Tripathi and Hande41 found that KT plus conventional exercise group studied in geriatric population showed more significant improvement of pain than conventional exercise group after 3 weeks intervention. The possible mechanism for pain relief by KT may be the stabilizing effect (structural support) of KT is believed to relief pain. In addition, the lifting effect of KT creates additional space between the dermis and the muscle. This additional space is supposed to relieve pressure on the pain receptors located under the skin resulting in pain relief.50 Taken together, these findings suggest that KT is effective in improving pain and joint function in patients with knee OA compared with other forms of treatments.
This review had the following limitations: this review was included in only English language articles. Hence, there might be a chance of missing articles published in non-English languages. The heterogeneity across the studies for the entire reported outcomes in post intervention and beyond the intervention periods was not estimated by pooled analysis. Studies with short treatment duration were included because longer treatment could likely result in a significant intergroup difference. Sham taping design of the included studies is somewhat inadequate. Taping in the same way as therapeutic banding but with a non-therapeutic material would fit better with the definition of ideal sham taping.

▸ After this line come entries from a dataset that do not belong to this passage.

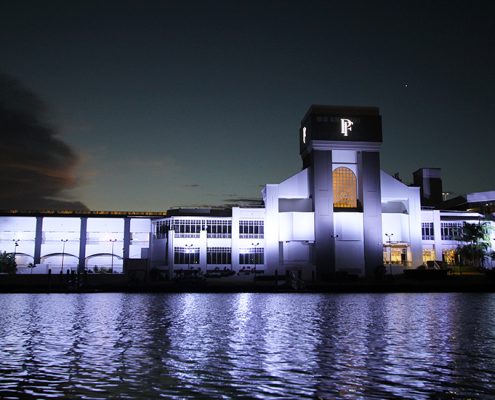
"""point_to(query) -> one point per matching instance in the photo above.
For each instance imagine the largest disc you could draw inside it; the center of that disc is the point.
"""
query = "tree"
(7, 263)
(477, 242)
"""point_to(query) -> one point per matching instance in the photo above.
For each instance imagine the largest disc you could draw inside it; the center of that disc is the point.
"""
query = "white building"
(339, 214)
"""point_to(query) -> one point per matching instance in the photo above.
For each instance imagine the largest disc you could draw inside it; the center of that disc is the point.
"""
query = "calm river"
(115, 345)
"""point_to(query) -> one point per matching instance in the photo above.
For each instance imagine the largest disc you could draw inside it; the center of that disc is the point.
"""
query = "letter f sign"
(345, 126)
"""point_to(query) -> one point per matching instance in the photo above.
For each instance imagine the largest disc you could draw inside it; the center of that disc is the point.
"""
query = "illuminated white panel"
(295, 187)
(348, 226)
(140, 237)
(60, 235)
(296, 252)
(20, 230)
(344, 156)
(392, 224)
(296, 226)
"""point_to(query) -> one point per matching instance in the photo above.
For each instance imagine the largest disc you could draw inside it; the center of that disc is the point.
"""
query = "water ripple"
(266, 346)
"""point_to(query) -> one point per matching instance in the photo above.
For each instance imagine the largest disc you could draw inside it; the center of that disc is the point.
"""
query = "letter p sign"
(345, 126)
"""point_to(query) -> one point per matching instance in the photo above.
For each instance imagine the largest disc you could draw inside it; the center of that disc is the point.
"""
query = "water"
(100, 346)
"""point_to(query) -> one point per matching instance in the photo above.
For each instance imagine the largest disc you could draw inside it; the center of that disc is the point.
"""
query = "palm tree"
(476, 239)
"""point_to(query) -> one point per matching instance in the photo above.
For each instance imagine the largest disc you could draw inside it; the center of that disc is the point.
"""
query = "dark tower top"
(340, 123)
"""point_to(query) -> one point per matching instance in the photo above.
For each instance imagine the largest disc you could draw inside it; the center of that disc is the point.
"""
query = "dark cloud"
(37, 166)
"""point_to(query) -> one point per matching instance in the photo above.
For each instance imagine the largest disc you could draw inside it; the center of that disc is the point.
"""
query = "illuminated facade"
(340, 214)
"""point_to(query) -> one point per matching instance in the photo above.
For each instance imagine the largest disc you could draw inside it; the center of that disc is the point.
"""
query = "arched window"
(344, 188)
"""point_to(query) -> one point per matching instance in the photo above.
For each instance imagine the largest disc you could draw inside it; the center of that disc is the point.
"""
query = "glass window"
(427, 231)
(251, 229)
(252, 256)
(186, 255)
(219, 228)
(344, 188)
(218, 255)
(450, 230)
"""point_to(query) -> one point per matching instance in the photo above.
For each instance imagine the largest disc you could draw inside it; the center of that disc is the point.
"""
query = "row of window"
(214, 228)
(448, 230)
(218, 255)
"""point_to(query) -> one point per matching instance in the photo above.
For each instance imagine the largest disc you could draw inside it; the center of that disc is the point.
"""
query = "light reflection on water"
(118, 345)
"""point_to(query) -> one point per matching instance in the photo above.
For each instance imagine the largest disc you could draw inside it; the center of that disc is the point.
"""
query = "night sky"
(146, 105)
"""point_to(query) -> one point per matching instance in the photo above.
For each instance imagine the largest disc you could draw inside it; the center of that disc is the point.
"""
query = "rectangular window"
(450, 230)
(187, 227)
(186, 255)
(219, 228)
(251, 229)
(427, 231)
(160, 229)
(219, 255)
(252, 256)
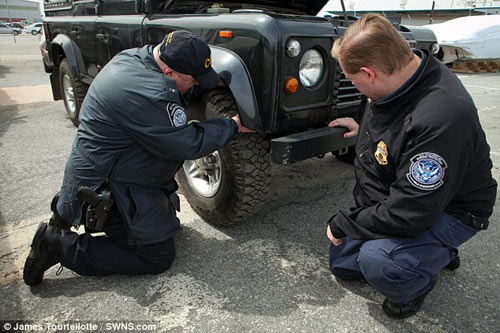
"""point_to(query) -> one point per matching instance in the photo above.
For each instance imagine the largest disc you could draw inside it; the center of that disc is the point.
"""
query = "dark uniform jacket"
(420, 152)
(133, 133)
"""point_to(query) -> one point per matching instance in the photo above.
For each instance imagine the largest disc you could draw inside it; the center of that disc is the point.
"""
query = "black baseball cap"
(189, 54)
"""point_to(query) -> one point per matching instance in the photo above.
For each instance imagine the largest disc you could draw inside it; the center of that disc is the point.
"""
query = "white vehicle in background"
(6, 29)
(33, 29)
(468, 38)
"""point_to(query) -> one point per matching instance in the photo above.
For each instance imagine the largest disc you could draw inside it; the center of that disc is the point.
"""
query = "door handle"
(103, 37)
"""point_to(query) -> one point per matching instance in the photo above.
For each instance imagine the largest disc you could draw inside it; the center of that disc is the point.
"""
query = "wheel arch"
(63, 47)
(235, 75)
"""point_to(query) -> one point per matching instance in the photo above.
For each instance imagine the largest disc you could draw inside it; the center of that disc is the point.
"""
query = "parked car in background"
(5, 29)
(15, 25)
(33, 29)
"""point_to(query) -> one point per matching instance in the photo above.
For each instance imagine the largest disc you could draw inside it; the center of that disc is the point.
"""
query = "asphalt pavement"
(269, 274)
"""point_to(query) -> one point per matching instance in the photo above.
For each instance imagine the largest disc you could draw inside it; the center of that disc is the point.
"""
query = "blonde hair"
(372, 41)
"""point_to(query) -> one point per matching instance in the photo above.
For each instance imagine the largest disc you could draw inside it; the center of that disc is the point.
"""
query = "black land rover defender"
(274, 57)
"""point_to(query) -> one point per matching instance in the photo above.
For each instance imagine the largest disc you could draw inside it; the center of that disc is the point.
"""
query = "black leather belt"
(476, 222)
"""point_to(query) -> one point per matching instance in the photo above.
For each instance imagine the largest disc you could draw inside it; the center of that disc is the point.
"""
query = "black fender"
(235, 75)
(71, 52)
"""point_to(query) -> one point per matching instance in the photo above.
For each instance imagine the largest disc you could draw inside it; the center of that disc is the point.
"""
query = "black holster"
(98, 208)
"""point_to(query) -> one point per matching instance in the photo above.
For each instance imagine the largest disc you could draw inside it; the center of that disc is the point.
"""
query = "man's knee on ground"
(380, 268)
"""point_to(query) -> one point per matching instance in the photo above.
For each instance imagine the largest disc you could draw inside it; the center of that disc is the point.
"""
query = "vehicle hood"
(314, 6)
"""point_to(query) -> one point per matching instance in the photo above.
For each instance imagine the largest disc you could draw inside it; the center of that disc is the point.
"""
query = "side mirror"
(97, 7)
(138, 6)
(148, 6)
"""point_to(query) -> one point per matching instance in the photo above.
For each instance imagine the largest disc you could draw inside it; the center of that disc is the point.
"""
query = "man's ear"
(370, 72)
(167, 71)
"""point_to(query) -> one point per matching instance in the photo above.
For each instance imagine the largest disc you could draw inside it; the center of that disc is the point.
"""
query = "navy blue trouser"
(109, 254)
(401, 268)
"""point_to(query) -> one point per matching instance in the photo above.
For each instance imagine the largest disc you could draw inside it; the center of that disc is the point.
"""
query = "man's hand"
(335, 241)
(241, 128)
(349, 123)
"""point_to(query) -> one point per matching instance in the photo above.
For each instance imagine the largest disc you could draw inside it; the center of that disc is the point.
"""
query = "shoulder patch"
(381, 153)
(426, 171)
(176, 114)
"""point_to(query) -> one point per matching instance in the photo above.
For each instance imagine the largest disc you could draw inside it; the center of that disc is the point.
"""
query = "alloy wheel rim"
(204, 174)
(69, 94)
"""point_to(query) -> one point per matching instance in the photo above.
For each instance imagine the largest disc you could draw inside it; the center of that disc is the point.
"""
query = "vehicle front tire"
(73, 91)
(238, 174)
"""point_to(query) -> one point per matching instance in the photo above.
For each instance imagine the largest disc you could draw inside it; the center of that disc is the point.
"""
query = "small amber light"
(225, 34)
(291, 85)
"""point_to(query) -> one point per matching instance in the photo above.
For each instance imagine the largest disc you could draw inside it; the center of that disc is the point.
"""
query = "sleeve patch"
(176, 114)
(426, 171)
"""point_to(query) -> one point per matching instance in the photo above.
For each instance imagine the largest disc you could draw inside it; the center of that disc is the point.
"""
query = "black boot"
(45, 253)
(404, 310)
(454, 264)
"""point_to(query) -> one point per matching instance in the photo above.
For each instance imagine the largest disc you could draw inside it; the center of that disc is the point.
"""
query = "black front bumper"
(301, 146)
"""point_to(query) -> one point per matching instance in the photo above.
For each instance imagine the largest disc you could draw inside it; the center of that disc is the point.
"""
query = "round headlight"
(310, 68)
(435, 48)
(293, 48)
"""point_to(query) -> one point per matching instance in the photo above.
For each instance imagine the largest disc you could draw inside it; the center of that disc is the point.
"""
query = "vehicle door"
(118, 28)
(82, 32)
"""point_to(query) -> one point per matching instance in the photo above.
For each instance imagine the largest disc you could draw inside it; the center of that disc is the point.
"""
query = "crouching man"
(423, 170)
(132, 139)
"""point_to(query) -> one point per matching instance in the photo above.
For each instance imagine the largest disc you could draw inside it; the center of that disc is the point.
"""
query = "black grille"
(345, 95)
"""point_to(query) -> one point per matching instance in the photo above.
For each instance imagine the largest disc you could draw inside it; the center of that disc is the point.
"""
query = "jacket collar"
(146, 54)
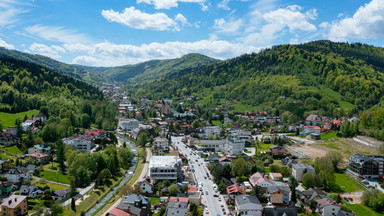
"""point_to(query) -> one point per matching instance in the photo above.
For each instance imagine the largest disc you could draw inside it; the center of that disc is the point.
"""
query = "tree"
(292, 186)
(309, 180)
(60, 154)
(73, 205)
(85, 121)
(173, 190)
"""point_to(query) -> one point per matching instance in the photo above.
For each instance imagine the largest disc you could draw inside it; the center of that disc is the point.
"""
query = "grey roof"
(245, 201)
(273, 211)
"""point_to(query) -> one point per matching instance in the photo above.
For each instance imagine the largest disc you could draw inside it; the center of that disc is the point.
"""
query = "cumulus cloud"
(6, 45)
(139, 20)
(366, 23)
(50, 51)
(110, 54)
(56, 34)
(231, 26)
(167, 4)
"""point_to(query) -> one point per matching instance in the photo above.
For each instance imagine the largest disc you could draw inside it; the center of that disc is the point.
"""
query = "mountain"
(54, 65)
(153, 69)
(318, 77)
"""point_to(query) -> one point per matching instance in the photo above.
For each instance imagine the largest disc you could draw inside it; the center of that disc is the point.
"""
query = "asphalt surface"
(127, 176)
(213, 205)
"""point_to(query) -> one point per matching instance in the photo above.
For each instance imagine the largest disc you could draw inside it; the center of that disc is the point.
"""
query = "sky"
(121, 32)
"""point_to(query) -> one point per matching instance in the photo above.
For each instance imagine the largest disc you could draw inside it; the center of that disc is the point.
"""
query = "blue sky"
(120, 32)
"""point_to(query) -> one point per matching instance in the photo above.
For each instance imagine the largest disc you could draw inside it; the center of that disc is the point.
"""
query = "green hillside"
(54, 65)
(153, 69)
(321, 76)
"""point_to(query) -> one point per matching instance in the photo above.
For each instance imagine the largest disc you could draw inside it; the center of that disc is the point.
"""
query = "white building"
(128, 124)
(160, 145)
(165, 168)
(298, 170)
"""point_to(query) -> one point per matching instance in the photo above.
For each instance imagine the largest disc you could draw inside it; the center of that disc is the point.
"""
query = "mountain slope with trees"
(321, 76)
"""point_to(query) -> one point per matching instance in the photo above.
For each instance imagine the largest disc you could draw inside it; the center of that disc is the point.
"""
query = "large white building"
(128, 124)
(165, 168)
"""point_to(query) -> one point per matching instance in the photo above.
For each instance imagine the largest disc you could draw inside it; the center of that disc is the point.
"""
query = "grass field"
(347, 184)
(13, 150)
(8, 119)
(53, 186)
(56, 176)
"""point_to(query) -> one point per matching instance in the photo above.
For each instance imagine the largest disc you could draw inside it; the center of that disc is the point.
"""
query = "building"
(136, 205)
(18, 174)
(299, 169)
(248, 205)
(278, 194)
(234, 146)
(366, 166)
(14, 205)
(128, 124)
(327, 207)
(165, 168)
(160, 145)
(146, 185)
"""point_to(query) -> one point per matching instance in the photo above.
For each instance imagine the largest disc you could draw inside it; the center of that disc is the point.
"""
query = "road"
(127, 176)
(212, 203)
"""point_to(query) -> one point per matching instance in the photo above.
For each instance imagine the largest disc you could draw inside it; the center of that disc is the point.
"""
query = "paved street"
(213, 204)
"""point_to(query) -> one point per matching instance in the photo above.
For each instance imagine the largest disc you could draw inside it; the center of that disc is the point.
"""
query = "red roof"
(118, 212)
(235, 189)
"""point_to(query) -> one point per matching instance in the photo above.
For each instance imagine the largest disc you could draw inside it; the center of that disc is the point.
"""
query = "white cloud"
(6, 45)
(50, 51)
(110, 54)
(139, 20)
(367, 22)
(9, 11)
(167, 4)
(231, 26)
(56, 34)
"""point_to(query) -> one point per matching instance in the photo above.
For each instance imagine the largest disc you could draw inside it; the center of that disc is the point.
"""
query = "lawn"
(347, 184)
(362, 210)
(53, 186)
(8, 119)
(13, 150)
(56, 176)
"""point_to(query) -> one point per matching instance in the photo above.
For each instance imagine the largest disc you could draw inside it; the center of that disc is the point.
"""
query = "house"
(366, 166)
(313, 120)
(30, 191)
(299, 169)
(45, 149)
(40, 157)
(160, 145)
(147, 184)
(61, 195)
(248, 205)
(18, 174)
(260, 180)
(5, 188)
(225, 161)
(275, 176)
(327, 207)
(136, 205)
(278, 194)
(165, 168)
(14, 205)
(270, 210)
(5, 165)
(312, 194)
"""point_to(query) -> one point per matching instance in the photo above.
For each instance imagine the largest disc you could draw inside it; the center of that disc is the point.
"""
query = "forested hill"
(51, 64)
(153, 69)
(318, 76)
(25, 86)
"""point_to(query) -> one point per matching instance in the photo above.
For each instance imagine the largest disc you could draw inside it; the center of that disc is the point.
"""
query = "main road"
(213, 205)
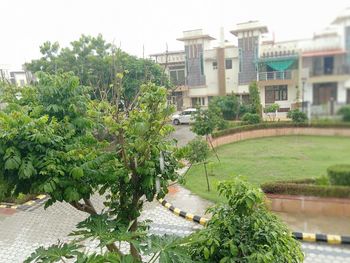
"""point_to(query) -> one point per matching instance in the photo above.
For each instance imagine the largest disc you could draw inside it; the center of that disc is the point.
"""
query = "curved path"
(261, 133)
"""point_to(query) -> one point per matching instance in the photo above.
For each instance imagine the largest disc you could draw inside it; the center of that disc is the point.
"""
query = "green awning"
(280, 65)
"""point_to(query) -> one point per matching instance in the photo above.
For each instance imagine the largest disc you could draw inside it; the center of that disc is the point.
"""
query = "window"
(177, 76)
(240, 57)
(328, 65)
(195, 51)
(276, 93)
(228, 63)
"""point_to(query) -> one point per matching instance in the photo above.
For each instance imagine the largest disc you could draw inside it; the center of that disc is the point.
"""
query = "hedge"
(284, 124)
(306, 188)
(339, 174)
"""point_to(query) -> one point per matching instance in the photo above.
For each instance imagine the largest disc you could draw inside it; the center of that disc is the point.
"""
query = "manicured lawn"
(270, 159)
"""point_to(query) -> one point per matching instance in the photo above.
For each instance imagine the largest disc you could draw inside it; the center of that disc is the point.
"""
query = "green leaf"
(12, 163)
(71, 194)
(206, 253)
(233, 250)
(77, 173)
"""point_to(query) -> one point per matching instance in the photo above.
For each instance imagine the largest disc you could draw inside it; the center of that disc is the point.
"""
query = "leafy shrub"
(243, 230)
(306, 187)
(222, 125)
(251, 118)
(322, 180)
(339, 174)
(297, 116)
(345, 112)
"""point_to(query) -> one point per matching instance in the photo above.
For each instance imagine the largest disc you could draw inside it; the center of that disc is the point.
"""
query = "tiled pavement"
(23, 231)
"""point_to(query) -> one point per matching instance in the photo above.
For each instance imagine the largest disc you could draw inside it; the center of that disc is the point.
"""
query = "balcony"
(330, 71)
(275, 75)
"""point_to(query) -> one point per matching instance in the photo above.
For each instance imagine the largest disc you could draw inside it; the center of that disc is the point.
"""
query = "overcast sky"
(26, 24)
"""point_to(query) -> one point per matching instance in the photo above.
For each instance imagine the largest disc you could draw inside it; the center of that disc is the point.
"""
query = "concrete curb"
(39, 199)
(183, 214)
(308, 237)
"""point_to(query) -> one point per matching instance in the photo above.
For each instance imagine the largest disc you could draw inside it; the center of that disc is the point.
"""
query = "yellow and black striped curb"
(25, 206)
(330, 239)
(309, 237)
(181, 213)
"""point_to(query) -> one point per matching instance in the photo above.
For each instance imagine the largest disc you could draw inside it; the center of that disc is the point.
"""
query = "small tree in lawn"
(244, 230)
(197, 152)
(205, 122)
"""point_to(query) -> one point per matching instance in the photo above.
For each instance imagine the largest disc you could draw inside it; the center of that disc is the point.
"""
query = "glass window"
(228, 63)
(276, 93)
(240, 56)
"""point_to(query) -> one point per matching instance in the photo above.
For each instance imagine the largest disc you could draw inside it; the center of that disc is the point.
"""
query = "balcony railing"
(274, 75)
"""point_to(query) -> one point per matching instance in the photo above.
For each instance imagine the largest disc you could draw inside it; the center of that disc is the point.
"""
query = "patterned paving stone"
(24, 231)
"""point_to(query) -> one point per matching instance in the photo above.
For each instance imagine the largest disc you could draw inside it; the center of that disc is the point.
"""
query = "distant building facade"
(17, 77)
(294, 74)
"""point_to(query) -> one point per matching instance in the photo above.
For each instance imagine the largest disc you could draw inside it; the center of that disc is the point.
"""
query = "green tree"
(254, 99)
(48, 145)
(244, 230)
(95, 62)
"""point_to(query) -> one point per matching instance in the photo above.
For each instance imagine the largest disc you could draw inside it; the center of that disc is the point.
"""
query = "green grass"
(270, 159)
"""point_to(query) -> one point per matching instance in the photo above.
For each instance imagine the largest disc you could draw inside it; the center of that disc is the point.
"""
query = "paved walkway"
(22, 232)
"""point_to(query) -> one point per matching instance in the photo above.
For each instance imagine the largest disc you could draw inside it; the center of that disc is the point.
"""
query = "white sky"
(26, 24)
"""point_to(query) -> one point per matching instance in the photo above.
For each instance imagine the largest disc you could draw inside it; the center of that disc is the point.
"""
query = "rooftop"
(250, 25)
(344, 15)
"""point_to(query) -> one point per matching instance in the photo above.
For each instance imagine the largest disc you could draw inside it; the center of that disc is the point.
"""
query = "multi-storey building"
(312, 74)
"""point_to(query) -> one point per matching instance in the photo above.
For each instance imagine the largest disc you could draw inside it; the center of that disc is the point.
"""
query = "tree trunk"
(216, 154)
(133, 251)
(90, 209)
(206, 175)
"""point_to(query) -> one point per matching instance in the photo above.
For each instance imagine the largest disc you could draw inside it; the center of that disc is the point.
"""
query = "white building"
(293, 74)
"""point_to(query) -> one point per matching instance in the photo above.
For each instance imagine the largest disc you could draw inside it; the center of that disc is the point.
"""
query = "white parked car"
(184, 117)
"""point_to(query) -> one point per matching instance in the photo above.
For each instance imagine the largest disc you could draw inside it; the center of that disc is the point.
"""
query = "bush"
(251, 118)
(345, 112)
(306, 187)
(339, 174)
(222, 125)
(297, 116)
(243, 230)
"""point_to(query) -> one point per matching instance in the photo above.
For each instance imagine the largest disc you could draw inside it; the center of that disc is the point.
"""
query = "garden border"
(309, 237)
(38, 200)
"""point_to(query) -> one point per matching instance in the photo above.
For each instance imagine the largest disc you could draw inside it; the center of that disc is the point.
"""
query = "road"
(21, 232)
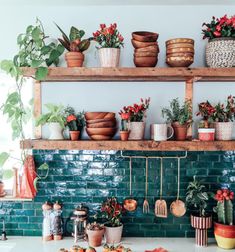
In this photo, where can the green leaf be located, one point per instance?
(44, 166)
(7, 174)
(3, 158)
(41, 73)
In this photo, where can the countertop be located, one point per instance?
(35, 244)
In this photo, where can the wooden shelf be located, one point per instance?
(61, 74)
(145, 145)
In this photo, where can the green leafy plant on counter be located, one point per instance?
(55, 114)
(36, 52)
(74, 42)
(178, 113)
(197, 197)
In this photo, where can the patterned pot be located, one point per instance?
(223, 130)
(225, 235)
(136, 130)
(201, 224)
(109, 57)
(220, 52)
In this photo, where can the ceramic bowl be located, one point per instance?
(179, 61)
(145, 61)
(138, 44)
(101, 131)
(99, 115)
(180, 40)
(145, 36)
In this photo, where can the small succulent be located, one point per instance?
(74, 42)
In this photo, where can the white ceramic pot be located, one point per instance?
(55, 131)
(109, 57)
(113, 234)
(223, 130)
(136, 130)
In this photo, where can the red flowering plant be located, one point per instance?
(137, 112)
(108, 36)
(219, 27)
(206, 111)
(112, 211)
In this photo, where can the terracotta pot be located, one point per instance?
(74, 59)
(225, 235)
(113, 234)
(124, 135)
(223, 130)
(201, 224)
(95, 237)
(109, 57)
(136, 130)
(74, 135)
(55, 131)
(180, 131)
(206, 134)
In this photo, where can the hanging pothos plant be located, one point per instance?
(34, 51)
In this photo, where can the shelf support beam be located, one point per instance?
(37, 107)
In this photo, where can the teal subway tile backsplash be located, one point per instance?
(90, 176)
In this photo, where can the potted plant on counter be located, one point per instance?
(55, 120)
(205, 131)
(137, 114)
(124, 132)
(180, 116)
(221, 35)
(196, 201)
(110, 42)
(111, 210)
(75, 46)
(224, 117)
(95, 233)
(224, 228)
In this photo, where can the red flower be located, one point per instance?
(71, 118)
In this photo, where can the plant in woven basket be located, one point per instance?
(219, 27)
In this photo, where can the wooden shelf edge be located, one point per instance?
(146, 74)
(145, 145)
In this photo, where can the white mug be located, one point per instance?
(162, 132)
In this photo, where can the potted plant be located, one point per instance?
(75, 46)
(137, 114)
(196, 201)
(205, 131)
(221, 35)
(124, 132)
(223, 117)
(180, 116)
(95, 233)
(110, 42)
(224, 228)
(111, 210)
(55, 120)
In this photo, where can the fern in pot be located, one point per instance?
(197, 197)
(55, 120)
(180, 116)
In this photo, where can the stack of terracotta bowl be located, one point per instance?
(146, 48)
(180, 52)
(100, 125)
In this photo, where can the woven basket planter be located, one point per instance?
(220, 52)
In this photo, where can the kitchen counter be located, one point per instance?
(35, 244)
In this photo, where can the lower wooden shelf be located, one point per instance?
(144, 145)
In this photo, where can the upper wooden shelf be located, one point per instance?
(145, 145)
(60, 74)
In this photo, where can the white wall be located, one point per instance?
(168, 21)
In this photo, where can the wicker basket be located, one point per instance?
(220, 52)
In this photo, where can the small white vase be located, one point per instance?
(136, 130)
(223, 130)
(109, 57)
(55, 131)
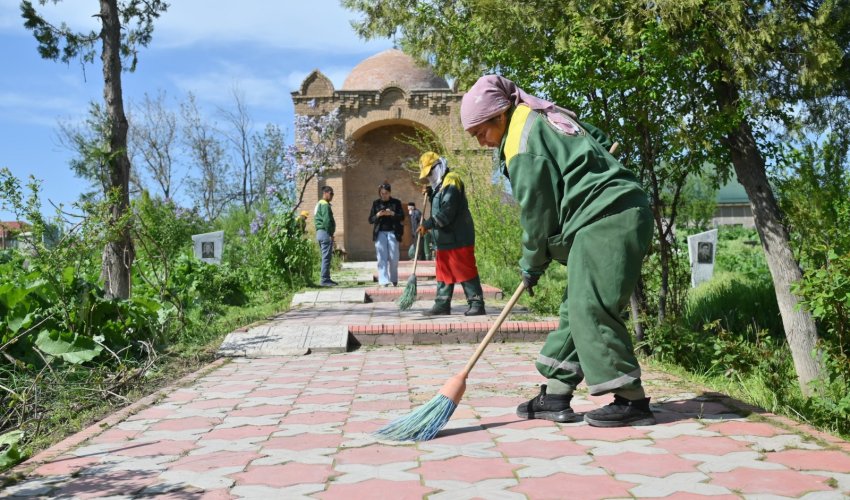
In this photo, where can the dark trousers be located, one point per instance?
(326, 245)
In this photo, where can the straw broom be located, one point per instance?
(425, 422)
(409, 294)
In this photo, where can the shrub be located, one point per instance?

This review suggests that KT appears to result in improved outcomes for pain, and functional disability. Clinical decision-making shall be based on the accessibility of KT, especially in a resource-limited setting.
KT was found to improve pain and physical functioning of subjects with knee osteoarthritis. Although this systematic review found that KT is effective in improving muscular strength compared to other interventions, the psychological benefit and supporting effects of stability to knee joint, which were not considered in this review, may constitute further benefits of taping. Moreover, great attention is needed when we use KT for knee osteoarthritis subjects as the course of disease duration and severity.
Ethical approval or patient consent was not required since the present study was a review of previously published literature.
The authors report no conflicts of interest in this work.